アラサーのある女性は、「出会いがない」「いい男と出会えない」と嘆いてばかりいました。
彼女自身は、バリバリ仕事をがんばっていてプライベートも好きな趣味に費やし、充実した毎日を送っています。
足りないのは「彼氏」だけ。それが彼女の口ぐせでした。
ある日、彼女は友人に誘われてコンパに行きます。そこで趣味の合う男性と知り合い、ふたりで食事に行くようになりました。
「やっといい出会いがあった!」
と彼女は喜んで報告してくれましたが、その数カ月後、「何か連絡のタイミングとか合わなくてしんどくなった」と彼とは交際に進むことなく終わったことを教えられました。
「合わせられなかったの?」
と尋ねると、
「だって、寝る前の電話とか私必要ない人だし。眠いからって断ったら寂しいとか言うし、ちょっと合わないなーって」
彼女は答え、ため息をつきました。
「どこかにいい男っていないかなぁ。出会いがないなぁ」
■「その先」を考えられない男性との時間は「出会い」じゃない
実際、彼女に「出会いはない」のでしょうか。
会社でも趣味の場でも、多くの男性と彼女は顔を合わせます。明るくて元気な彼女は男性からも好かれ、食事に誘われたことも何度もあります。
それでも、彼女にとってそれは「出会い」ではありません。
良い雰囲気だった男性と関係が終わるとき、彼女がよく口にするの「先が考えられない」でした。
親しい期間がいつも短い中で、「収入はいいのに貯金してないみたいだし」「趣味より自分を優先してって言われて」など、彼女にとってはお付き合いに至らない理由があります。
彼女にとって、「その先」がない男性との時間は、「出会い」にはならないのです。
「いい男と出会いたいけど、そんな人どこにいるの?」
と彼女が言うとき、「出会い」は「その先」を考えられる男性だけが対象になっています。
そしてもうひとつ、彼女は男性と親しくなるチャンスが来ると、「良い出会いをつかんだ!」と喜びますが、最初から交際に発展する可能性ばかり考えていました。
自分のライフスタイルと合うかどうか、借金があったりメンタルに問題を抱えていないかなど、付き合えるかどうかを前提に男性を見てしまうため、合わない部分があるとすぐに「先はない」と判断して親しくなるのを止めてしまうのですね。
彼女を見ていて思うのは、「出会い」にとらわれているなぁ、ということでした。
■「出会いがない」と思うのは、「出会い」という言葉に縛られているから
それなら、結婚相談所などに登録して、いっそ婚活に切り替えたらどうか、と提案したことがあります。
でも、彼女の返事は「NO」。
「そんなところで男を漁るのはもっと後でいい。

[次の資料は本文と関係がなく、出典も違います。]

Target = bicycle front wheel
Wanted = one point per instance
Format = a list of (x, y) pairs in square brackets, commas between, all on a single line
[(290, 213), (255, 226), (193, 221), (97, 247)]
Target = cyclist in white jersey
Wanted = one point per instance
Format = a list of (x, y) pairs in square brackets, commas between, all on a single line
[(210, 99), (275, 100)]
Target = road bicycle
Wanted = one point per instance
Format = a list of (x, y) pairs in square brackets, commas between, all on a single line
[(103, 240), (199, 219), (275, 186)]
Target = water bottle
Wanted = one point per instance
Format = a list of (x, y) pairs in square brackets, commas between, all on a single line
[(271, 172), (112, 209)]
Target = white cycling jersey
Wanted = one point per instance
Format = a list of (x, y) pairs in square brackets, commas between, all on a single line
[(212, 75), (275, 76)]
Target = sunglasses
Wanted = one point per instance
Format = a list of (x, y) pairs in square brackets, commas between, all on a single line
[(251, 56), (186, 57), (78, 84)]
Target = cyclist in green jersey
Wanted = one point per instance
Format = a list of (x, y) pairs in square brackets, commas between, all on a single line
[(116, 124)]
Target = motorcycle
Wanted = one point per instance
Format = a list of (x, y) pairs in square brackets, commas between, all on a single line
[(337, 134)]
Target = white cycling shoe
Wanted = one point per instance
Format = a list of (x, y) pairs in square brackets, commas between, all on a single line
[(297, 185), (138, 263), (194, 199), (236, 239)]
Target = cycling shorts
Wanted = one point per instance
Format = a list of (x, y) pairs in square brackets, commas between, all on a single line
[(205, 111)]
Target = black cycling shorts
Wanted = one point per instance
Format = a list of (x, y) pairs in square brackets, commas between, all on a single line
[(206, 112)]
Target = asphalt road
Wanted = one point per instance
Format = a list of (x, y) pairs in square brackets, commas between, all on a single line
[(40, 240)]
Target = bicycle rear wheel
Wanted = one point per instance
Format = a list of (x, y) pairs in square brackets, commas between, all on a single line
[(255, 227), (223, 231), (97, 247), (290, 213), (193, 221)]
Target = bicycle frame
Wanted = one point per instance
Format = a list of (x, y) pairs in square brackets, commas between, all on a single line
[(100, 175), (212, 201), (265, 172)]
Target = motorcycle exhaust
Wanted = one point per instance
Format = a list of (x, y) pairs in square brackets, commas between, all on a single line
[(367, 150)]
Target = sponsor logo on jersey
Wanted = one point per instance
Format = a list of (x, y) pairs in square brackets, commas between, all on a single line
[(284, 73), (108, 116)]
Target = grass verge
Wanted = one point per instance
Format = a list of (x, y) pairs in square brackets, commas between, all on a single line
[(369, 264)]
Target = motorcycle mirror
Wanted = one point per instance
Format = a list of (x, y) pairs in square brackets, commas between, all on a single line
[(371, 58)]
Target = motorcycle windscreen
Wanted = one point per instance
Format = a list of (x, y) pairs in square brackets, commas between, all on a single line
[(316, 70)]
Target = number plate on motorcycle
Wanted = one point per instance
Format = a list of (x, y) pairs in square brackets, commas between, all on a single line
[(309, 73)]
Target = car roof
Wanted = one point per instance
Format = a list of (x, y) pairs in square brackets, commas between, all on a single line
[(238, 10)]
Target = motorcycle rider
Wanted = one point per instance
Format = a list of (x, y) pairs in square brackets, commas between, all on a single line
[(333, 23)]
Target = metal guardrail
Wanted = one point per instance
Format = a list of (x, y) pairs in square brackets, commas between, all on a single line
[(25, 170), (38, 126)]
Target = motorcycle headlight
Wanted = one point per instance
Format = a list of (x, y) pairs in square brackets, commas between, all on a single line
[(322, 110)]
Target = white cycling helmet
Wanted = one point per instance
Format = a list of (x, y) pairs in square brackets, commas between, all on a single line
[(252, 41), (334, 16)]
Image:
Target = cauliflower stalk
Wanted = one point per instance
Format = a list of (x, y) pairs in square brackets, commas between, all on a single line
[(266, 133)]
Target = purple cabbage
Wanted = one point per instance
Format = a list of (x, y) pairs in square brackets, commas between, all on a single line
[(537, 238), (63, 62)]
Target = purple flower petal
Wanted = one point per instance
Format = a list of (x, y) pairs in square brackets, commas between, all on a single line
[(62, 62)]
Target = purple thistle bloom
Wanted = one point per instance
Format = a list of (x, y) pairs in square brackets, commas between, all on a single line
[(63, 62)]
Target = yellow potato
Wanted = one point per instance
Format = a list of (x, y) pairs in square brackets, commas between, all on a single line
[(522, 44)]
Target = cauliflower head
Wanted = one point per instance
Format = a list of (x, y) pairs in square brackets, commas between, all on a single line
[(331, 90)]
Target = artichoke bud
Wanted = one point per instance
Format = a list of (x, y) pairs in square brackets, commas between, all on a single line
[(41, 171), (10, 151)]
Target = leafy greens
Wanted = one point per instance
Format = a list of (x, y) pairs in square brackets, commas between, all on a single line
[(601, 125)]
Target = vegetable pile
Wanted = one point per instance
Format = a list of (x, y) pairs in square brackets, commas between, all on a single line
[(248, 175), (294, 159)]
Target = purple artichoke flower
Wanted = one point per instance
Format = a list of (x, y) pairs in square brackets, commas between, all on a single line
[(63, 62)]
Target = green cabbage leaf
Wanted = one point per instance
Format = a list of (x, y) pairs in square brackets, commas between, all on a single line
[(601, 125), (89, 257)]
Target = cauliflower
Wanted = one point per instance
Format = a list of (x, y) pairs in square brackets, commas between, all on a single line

今はまだ自然に出会う人と付き合いたい」
というのが彼女の答えですが、その「自然な出会い」は、彼女の前にいくらでも用意されています。
「結婚相談所とか人の紹介って、後が面倒くさくない? 普通の出会いなら別れるのも簡単だし」
彼女の言う「普通の出会い」とは何でしょうか。
無理と思ったらすぐに別れられる出会い? 短期間で見切りを付けられる出会い?
交際や結婚を求める反面で、彼女の中には「高望み」とは違う相手への要求が垣間見えます。
それは、最初から自分に合う人であってほしい、という一方的な希望です。
「その先」を考えるあまり、男性を交際相手に考える判断基準が完全に自分の目線だけになっているのですね。
なので、男性との接し方もどこか距離を置き、「自分とやっていけそうかどうか」という目で男性を「観察」していました。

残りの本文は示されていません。